O alarme está ajustado para despertar às seis horas, mas normalmente já estou acordado um pouco antes disso. Tem sido assim pelo menos desde o início dos anos sessenta.

Costumava despertar às cinco e meia, com o céu ainda escuro, para entrar antes das sete no Colégio Militar. Nos anos setenta, o toque de alvorada do corneteiro soava na Escola Naval às seis, mas o som das gaivotas da Ilha de Villegagnon já entrava pela janela aberta bem antes disso, junto com a brisa impregnada de maresia da Baía de Guanabara. Depois de formado, essa se tornou a rotina para chegar ao trabalho antes das oito, deixando, antes, as meninas no colégio. E isso se entendeu até o início de 2002, ou seja, por mais de quarenta anos.

Após a transferência para a reserva, iniciei nova carreira com outras atividades profissionais e maior flexibilidade com relação a horários, que ficam agora a meu quase exclusivo critério. Mas o hábito de acordar cedo se mantém, apesar de não ser mais tão necessário. Agora é uma escolha do corpo!

Lembro-me de, na infância, precisar de pelo menos dez horas de sono por dia. E esse número foi sendo reduzido para nove na adolescência, e para oito na juventude e início da vida adulta. A partir dos anos 80, seis horas já eram suficientes. Hoje, dificilmente adormeço antes de uma da manhã. Fico bem disposto com apenas cinco horas de sono por noite. Indicaçao da inexorável aproximação da velhice, dizem. Parece que ficamos com mais sede de vida, ao pressentirmos o seu fim, e queremos dormir menos para viver mais. Quem sabe?

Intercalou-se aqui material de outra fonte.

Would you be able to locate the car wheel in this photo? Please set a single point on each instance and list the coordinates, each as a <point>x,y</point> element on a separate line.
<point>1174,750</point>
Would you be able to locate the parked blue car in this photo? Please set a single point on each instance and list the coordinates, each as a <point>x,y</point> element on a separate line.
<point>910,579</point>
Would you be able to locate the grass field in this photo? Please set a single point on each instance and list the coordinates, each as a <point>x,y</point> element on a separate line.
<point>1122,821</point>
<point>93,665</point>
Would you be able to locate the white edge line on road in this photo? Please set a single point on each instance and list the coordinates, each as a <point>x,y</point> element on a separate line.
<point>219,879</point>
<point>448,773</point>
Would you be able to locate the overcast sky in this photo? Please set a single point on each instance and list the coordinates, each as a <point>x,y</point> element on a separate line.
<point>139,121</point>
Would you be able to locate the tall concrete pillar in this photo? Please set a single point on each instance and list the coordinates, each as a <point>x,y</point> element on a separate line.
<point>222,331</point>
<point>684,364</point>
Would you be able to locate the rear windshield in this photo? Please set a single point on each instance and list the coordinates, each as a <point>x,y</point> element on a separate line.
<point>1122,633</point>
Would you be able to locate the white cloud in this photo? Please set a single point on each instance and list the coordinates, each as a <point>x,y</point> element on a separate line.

Quando estou em casa, ao levantar da cama, meus primeiros passos costumam me levar direto para a varanda, que aponta para o sul da paisagem da Barra da Tijuca. Fico de olho no céu em busca de nuvens cor de rosa ou acinzentadas, ansioso pelo contato com as primeiras luzes da manhã que aparecem do lado esquerdo, a leste, na direção de onde fica a Praia de São Conrado. E procuro pistas sobre a intensidade e direção do vento, no movimento das folhas dos coqueiros, amendoeiras e mangueiras da pracinha, como se ainda estivesse no convés de algumas das embarcações que tripulei ou comandei. As gaivotas silenciosas ficam muito alto no céu matinal e a algazarra da passarinhada é uma composição do canto de sabiás, cambaxirras e de muitos bem-te-vis. Sua plumagem em tons de marrom e amarelo é percebida por entre os galhos e troncos que se mostram já bem secos ou ainda molhados, indicando como transcorreu a madrugada e como promete ser o novo dia, se já choveu ou se teremos céu azul, nublado ou chuvoso.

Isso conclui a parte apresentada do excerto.